# Painting La Pavoni base



## Bacms (Jul 25, 2019)

I got a second hand la pavoni in pretty bad state a few months which I lost all hope of being able to restore. However with the listing of a friend I am now back on track and been using the working from home and quarantine extra time I have got on my hands to finish the job.

I had pretty much given up on the base but after a few baths of acid and a lot of elbow grease I am starting to think it may be useable. However now that the rust is all gone what is the best way to protect this so it doesn't come back?

I have also seen people mentioning powder coating but not sure that would work over the chrome?






























Sent from my SM-G950F using Tapatalk


----------



## AndyDClements (Aug 29, 2016)

To paint, whether powder or wet, you need to have a suitable layer of adhesion, and as you suspected Chrome plate is not suitable. You could have the chrome (and other layers) stripped back chemically, any electroplater that does chrome work can do that for you. I suspect that by the time you have the cost of stripping, applying suitable filler material (if you want to powder coat then it cannot be filler as used under wet paint, it will have to be metal) and finally have paint applied (OK, aerosol would be cheap but powder will not be), you may find you've reached the cost of a brand new part.


----------



## Bacms (Jul 25, 2019)

AndyDClements said:


> To paint, whether powder or wet, you need to have a suitable layer of adhesion, and as you suspected Chrome plate is not suitable. You could have the chrome (and other layers) stripped back chemically, any electroplater that does chrome work can do that for you. I suspect that by the time you have the cost of stripping, applying suitable filler material (if you want to powder coat then it cannot be filler as used under wet paint, it will have to be metal) and finally have paint applied (OK, aerosol would be cheap but powder will not be), you may find you've reached the cost of a brand new part.
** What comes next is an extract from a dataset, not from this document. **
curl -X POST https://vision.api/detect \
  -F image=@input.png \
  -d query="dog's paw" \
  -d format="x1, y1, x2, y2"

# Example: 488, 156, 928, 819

 That was my suspicion and thank you for the clarification on the chrome plate not being suitable for painting. I will ask for a few quotes of services around me and see how much that would cost me but given the state of it I am tempted to either just spray paint the underside. Francesco suggests using a chrome paint but I have a feel it won't be very durable at all (http://www.francescoceccarelli.eu/La_Pavoni/Faidate/r_sottobase_ruggine_eng.htm) and still leave the top exposed. I may give that a try and then if it starts to rust badly I will then go the new base route. Give the pitting on this one I am not sure spending more money on it is very wise.


----------



## AndyDClements (Aug 29, 2016)

On his page, he seems only to be painting the inside of the base, as the visible chrome looks OK.

A chemical strip may not be too expensive, and if you go for aerosol, then you can use aerosol based (or epoxy-based) fillers as would be used on cars. I believe that the originals were wet panted, so don't think that you must go for powder coat , it is more robust but either will last a fair while.


----------



## Nopapercup (Nov 6, 2016)

Take it to an alloy wheel refurbishment place. I'm not sure about painting on chrome (they should be able to tell you) but I've had two previously painted bases powder coated and they charged me between £20-£30 each.


----------



## Bacms (Jul 25, 2019)

Nopapercup said:


> Take it to an alloy wheel refurbishment place. I'm not sure about painting on chrome (they should be able to tell you) but I've had two previously painted bases powder coated and they charged me between £20-£30 each.


There is a local one just a short walk from me which seem to do powder coating so will give them a call and see if this would something they could do

Sent from my SM-G950F using Tapatalk


----------